Yesterday during EA's quarterly earnings call with investors, the publishing giant announced that it was making cuts at several of its studios that would amount to approximately 1500 workers laid off by the end of next March. This is the most severe round of layoffs the publisher has seen yet, with 600 workers laid off last October and 1100 jobs cut in February - including 200 at Need For Speed developer EA Black Box, which was also one of the affected studios this time around.
CEO John Riccitiello said that in addition to the job cuts, the publisher had pulled the plug on twelve or so titles in development that had yet to be announced, judging the games to no longer be worth the price - or the risk.
"Electronic Arts has a core slate of games labels and sports franchises that we will iterate on an annual or bi-annual basis," explained Riccitiello, "All of them are selling or have sold in their most recent edition 2 million units or more ... after that, we've got The Sims and Hasbro, and frankly anything that doesn't measure up to looking like it can pencil out to be a very high profit contributor and high unit seller got cut from our title slate from this point going forward."

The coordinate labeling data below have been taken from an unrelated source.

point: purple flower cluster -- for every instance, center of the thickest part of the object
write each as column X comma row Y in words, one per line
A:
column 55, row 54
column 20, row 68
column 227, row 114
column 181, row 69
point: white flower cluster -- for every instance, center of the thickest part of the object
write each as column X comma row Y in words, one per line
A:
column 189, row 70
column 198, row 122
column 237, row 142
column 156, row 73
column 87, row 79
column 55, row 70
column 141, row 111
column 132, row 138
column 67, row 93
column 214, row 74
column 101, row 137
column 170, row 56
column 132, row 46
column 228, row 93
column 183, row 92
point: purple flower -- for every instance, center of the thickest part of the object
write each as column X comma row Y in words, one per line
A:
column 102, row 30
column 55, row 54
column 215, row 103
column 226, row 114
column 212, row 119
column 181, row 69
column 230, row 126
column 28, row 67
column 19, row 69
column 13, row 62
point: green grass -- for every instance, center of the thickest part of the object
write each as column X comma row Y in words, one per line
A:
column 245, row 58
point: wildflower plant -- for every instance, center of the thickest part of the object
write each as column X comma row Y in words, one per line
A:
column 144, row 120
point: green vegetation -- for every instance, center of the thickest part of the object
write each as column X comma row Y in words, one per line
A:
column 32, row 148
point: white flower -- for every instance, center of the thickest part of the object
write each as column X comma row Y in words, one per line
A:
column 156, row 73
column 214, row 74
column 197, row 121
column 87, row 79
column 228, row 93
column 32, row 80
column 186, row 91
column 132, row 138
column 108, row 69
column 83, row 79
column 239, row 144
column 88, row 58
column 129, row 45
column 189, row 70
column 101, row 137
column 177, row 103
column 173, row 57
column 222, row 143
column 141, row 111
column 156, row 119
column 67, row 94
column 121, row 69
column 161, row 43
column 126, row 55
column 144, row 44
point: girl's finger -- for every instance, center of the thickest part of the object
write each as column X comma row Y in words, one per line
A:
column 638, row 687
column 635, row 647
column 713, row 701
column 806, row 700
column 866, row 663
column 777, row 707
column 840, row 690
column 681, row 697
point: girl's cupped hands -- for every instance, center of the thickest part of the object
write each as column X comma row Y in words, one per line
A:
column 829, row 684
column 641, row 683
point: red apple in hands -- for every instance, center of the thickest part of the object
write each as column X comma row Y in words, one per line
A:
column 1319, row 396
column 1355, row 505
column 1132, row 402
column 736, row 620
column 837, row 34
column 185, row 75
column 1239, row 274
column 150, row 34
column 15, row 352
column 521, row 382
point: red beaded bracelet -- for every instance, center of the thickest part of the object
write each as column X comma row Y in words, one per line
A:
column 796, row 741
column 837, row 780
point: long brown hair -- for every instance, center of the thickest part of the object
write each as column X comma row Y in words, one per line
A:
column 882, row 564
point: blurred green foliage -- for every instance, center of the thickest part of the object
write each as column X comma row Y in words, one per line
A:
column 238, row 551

This is bad news for people who may have been hoping for a sequel to last year's Mirror's Edge, as Riccitiello has previously said that he was disappointed with the first-person parkour game's performance. Dead Space and its Wii cousin Dead Space Extraction, on the other hand, may have performed sufficiently well to warrant a sequel (though cuts made at developer Visceral may suggest otherwise).
My personal feelings on the matter are nicely summed up by the picture you see here above and to the right, taken from this particular Penny-Arcade. For years, EA was seen as the industry's "Big Bad", a soulless corporation that existed only to churn out sports sequels, to acquire young, thriving studios and put them to work on crappy movie tie-ins, and to cut corners and rush development, all for the sake of a few extra bucks.
EA might have been the gaming Antichrist, but in the past two or so years, the publisher made a concerted effort to turn its act around. Riccitiello stated that he didn't see any inherent conflict between creativity and profitability, went on public record as being against DRM, and stated that he viewed the pirated Sims 3 as a demo of sorts to entice people to buy the full game. It was almost a complete turnaround in public perception for the once-reviled giant (it didn't hurt that Activision seemed more than willing to step up into its place as the industry's own "Devil at the Crossroads"), and while certainly not perfect, the New EA was a move in the right direction.
Unfortunately, moving in the right direction apparently means that the company has axed 3200 jobs since last October, and if Riccitiello's comments here are any indication, we may see the New EA turning back into the Old EA - a company that emphasizes profitability as the bottom line, with a focus on safe titles that the higher-ups know will sell.
And that would honestly be one goddamn shame.